I recall a few years ago, when I was running a web server (and a file server through an IRC bot) out of my house, back when it was still somewhat possible to do so. I was using Earthlink as my ISP. At the time their slogan (trademarked, by the way) was “It’s YOUR Internet”. Turned out it was actually more theirs. Turned out I needed to turn off my servers since according to their rules, I was running a business. And that was a no-no. The only thing was… I was NOT running a business. But they told me in no uncertain terms that I was, in spite of the reality that I was not. Turn off the servers, or we turn you off. Instead, I chose to move to another ISP whose policy did not prevent me from running any kind of server I wanted, with the exception of course being spam. Just a few years ago, this was an immediate and obvious option for me. At this point, not so much. Most ISPs will force you into a business level account to do such things, business or no business. And that’s fine for now. I don’t currently have the need to run bandwidth or processor intensive servers. But I pay for the ability to do so if I should feel the need or desire. Not everyone can do this. And that’s sad. Because it truly IS YOUR Internet. Your taxes paid for it’s development, your land and taxes paid for at least a large portion of its infrastructure. It’s time that more people remember this. So although I may not have any big solutions, I can remind as many people as I can that they have a say. Even if you disagree with me and others on how to proceed. I’ll shut up now and give you some basic resources.
EFF – Electronic Frontier Foundation (read its concerns about Net Neutrality carefully… they love it, but voice some valid concerns over how it’s implemented)

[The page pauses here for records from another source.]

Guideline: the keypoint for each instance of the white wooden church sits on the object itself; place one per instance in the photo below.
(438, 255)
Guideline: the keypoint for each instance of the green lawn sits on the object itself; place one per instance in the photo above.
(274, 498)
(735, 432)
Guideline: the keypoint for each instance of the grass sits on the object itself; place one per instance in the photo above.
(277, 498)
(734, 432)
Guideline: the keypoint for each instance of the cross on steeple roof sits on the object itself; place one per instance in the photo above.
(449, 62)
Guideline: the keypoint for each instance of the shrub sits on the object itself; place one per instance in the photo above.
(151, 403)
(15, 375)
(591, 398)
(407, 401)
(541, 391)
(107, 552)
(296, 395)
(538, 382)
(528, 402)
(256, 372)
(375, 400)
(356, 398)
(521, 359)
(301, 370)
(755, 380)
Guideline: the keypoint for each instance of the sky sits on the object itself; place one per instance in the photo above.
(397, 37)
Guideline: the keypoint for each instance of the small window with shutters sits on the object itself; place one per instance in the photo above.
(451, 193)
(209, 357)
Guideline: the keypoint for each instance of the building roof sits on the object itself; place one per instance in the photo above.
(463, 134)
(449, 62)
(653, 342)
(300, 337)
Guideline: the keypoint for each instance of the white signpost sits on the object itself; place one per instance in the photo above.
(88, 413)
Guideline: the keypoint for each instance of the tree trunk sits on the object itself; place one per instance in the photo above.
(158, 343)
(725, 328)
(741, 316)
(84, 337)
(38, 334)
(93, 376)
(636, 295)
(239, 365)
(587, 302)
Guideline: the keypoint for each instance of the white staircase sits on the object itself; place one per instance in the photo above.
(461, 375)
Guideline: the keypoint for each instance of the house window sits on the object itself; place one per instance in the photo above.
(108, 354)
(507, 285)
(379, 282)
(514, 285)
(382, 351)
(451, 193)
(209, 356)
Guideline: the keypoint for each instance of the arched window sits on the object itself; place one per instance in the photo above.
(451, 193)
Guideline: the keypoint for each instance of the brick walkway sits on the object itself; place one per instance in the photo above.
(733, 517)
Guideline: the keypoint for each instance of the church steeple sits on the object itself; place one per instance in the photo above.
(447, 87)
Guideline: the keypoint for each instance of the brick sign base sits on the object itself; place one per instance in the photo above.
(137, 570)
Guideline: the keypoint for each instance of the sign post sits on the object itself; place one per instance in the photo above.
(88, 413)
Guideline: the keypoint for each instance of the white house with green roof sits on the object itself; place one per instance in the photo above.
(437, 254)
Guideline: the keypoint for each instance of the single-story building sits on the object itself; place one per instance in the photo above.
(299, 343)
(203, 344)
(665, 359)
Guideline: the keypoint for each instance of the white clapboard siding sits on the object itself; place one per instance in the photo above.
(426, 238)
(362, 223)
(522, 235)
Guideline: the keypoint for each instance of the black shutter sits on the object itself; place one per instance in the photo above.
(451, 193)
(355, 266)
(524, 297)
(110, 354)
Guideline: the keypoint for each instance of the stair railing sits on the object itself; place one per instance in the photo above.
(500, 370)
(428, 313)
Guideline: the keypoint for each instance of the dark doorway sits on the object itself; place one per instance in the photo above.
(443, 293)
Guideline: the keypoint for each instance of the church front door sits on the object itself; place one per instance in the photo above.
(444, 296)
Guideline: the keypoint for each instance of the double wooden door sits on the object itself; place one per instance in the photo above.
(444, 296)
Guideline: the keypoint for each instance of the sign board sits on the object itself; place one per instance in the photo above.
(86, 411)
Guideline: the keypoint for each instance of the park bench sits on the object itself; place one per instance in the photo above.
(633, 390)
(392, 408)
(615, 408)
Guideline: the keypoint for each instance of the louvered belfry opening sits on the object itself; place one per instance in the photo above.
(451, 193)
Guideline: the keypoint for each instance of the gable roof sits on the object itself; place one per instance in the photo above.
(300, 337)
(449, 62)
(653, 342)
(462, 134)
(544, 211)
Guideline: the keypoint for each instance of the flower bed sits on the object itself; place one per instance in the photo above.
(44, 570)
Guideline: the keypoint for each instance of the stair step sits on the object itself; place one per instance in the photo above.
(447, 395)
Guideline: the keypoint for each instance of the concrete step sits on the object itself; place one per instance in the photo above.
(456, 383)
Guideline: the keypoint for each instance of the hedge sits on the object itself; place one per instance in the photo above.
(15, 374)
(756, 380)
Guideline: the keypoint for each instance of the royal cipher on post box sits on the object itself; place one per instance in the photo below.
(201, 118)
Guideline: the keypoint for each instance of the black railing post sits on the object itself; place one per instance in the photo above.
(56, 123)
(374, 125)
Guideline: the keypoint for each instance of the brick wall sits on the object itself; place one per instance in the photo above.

There are hundreds of sites out there against Net Neutrality, most of them of dubious origin. Some of them are based on genuine concerns over regulation and an even larger number simply have never been exposed to the information they would need to come to an informed conclusion. People who makes “stands” without being informed deserve the scorn they receive. And I’ll be damned if I’ll take part in exposing people to their misinformation.